Si sur le terrain de l'exploitation de ses films Wim Wenders peut encore et toujours compter sur le prestige de Paris, Texas et Les Ailes du désir pour espérer grappiller quelques milliers d'entrées en salle, Perfect Days sonnerait presque comme une redécouverte d'un fragment antérieur de sa carrière de cinéaste et notamment celle de sa trilogie "road movie" avec Alice dans les villes, Faux Mouvement et Au fil du temps. Silences, paysages, intrigue circulaire, montage expérimental ou encore importance de la culture musicale américaine sont alors présents dans une déambulation du quotidien partagée entre solitude paisible, travail, tâches et incursions poétiques avec la nature.
Il est clair que la lassitude pourrait rapidement prendre le pas par la répétitivité et la lenteur prononcée du rythme.

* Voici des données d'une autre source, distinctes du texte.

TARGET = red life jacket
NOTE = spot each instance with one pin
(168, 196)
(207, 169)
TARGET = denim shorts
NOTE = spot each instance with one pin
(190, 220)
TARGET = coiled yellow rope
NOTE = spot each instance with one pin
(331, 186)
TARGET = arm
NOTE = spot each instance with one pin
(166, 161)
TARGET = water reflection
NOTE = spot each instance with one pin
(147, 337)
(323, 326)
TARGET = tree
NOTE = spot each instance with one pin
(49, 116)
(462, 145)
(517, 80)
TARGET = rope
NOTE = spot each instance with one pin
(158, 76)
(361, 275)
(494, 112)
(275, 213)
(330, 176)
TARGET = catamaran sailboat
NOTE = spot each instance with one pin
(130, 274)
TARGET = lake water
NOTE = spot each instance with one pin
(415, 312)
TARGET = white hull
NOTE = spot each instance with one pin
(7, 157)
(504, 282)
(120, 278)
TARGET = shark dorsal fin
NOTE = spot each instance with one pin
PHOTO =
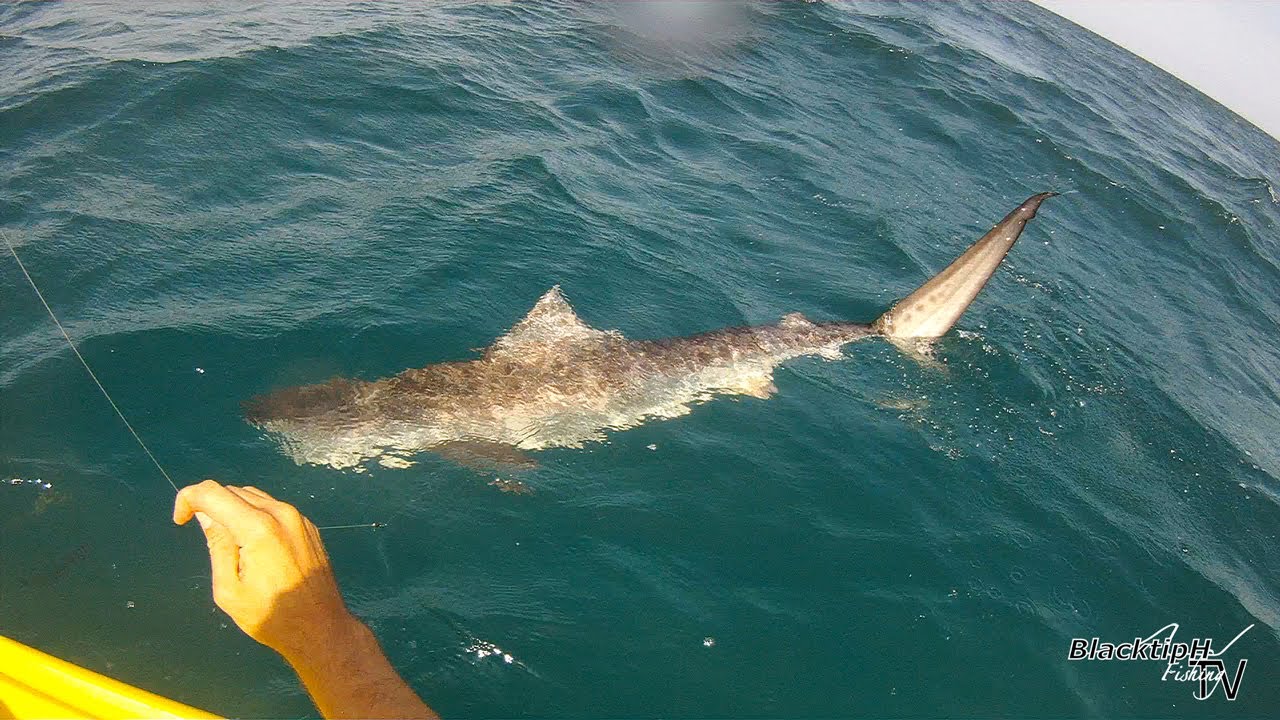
(795, 320)
(551, 322)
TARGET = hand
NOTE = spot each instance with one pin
(270, 572)
(273, 577)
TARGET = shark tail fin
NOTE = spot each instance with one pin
(936, 305)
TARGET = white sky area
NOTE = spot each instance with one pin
(1226, 49)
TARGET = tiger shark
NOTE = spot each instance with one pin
(553, 381)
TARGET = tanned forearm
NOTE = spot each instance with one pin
(350, 677)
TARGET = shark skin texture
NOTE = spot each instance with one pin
(553, 381)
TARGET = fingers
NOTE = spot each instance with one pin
(223, 554)
(223, 506)
(257, 493)
(284, 513)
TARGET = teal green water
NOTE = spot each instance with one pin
(223, 201)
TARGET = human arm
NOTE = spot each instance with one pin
(272, 575)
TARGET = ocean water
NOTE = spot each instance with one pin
(220, 201)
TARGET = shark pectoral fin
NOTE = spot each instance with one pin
(484, 455)
(759, 386)
(936, 305)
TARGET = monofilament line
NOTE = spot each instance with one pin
(374, 525)
(87, 369)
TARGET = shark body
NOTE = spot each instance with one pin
(553, 381)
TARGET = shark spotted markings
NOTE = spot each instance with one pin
(553, 381)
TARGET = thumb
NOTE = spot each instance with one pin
(223, 554)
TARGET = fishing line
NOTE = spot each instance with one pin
(374, 525)
(87, 369)
(108, 396)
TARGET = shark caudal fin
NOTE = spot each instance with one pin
(936, 305)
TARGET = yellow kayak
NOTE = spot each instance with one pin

Pourtant, l'expérience captivante est bien présente ; empreint à une grande délicatesse et une grande humilité, le duo Wenders/Kôji Yakusho mettent avant tout en scène avec passion leur protagoniste. Nettoyage de toilettes publiques, lecture avant de dormir, pauses repas, promenades à vélo… Perfect Days capture Tokyo à travers les yeux de ce dernier, donnant l'étrange impression que la ville aux 14 millions d'habitants n'a jamais paru aussi proche de l'échelle humaine - notamment lors de ses scènes d'éveil au petit matin.
Malgré les changements subtils que Wenders peut opérer, il semble néanmoins important pour ce dernier de conserver cette délicatesse et cette humilité tout au long de son récit. Lors de l'arrivée du personnage de la nièce (interprété par Arisa Nakano), Perfect Days confronte son protagoniste à son quotidien et à sa solitude, les liens familiaux et le passé ressurgissent pour confronter aux ravages du temps, aux liens qui se perdent - car jusque là enfermé dans la bulle du présent. Mais Perfect Days parle surtout de transmission où, tournant toujours autour de la musique, tout s'ouvre et se referme magnifiquement par les voix qui résonnent appelant à un nouveau jour.